The boat that sank was a 17-meter (56-foot) boat that carried at least 120 people. Most of the migrants were Syrians, but it also carried natives of Afghanistan and Myanmar.
Local people woke up to the alarming sound of the screaming migrants, said Mehmet Unal Sahin, the mayor of Ayvacik. Since then the officials have been rescuing the survivors, which until now are about 75 people from the 120 passengers. The coast guard said it dispatched three boats, a team of divers and an helicopter after they received the calls for help.
The mayor added that they have an 80-kilometre-long coast just across from Lesbos that is very difficult to keep in control. According to journalists at the scene, the weather conditions on the Turkish coast were relatively mild, with light winds and temperature around 12 degrees celsius (54 Fahrenheit), as reported by the New York Times.

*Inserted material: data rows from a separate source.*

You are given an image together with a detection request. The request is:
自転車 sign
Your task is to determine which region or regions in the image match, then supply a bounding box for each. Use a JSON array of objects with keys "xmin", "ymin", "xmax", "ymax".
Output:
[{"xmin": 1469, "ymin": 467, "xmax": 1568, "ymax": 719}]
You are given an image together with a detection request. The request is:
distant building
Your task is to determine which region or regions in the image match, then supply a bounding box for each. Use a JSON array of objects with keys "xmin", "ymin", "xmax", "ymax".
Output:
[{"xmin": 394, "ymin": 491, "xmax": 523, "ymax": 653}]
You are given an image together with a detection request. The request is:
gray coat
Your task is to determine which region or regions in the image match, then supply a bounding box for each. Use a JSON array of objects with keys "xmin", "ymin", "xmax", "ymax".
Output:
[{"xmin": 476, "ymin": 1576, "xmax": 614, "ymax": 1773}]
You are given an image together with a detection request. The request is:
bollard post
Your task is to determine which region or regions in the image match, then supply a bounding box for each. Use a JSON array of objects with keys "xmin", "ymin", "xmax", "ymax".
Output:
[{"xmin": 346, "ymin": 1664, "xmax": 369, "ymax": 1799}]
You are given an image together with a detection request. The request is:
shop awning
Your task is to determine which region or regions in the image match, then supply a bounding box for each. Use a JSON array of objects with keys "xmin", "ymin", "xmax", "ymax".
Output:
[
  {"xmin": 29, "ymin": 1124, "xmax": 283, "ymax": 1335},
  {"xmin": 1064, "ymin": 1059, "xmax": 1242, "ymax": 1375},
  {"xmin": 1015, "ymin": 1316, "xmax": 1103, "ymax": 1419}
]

The Turkish government expects to recover more dead bodies from the recent boat-sink. The smuggle did not go so far from their departure, the boat “ hit rocks soon after it left the coast, and unfortunately, it sank” said Saim Eskioglu, deputy governor for the coastal Canakkale province that includes Ayvacik.

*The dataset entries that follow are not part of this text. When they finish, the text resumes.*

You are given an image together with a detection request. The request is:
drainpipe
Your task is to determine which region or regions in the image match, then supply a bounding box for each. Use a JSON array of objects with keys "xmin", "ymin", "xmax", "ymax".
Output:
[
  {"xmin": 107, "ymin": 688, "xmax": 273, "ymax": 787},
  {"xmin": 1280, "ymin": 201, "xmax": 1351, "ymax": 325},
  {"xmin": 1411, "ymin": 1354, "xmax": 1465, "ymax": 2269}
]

This tragedy takes the drownings total for January of nearly 250, where the International Organization for Migration (IOM) said that they recorded at least 805 deaths on the smuggling routes in 2015, when many people sought to enter the European Union via Turkey by reaching one of more than a dozen offshore Greek islands, specially Lesbos. This makes the number increase over 4 times the rate from last year.
The man who allegedly arranged the failed smuggle was arrested by Turkish officials in an attempt to fight the smuggling networks and stem the flow of migrants into Europe, for what they received a financial aid of $3.3 billion from the European Union. The attempts are also part of the country to renew the talks on joining the EU.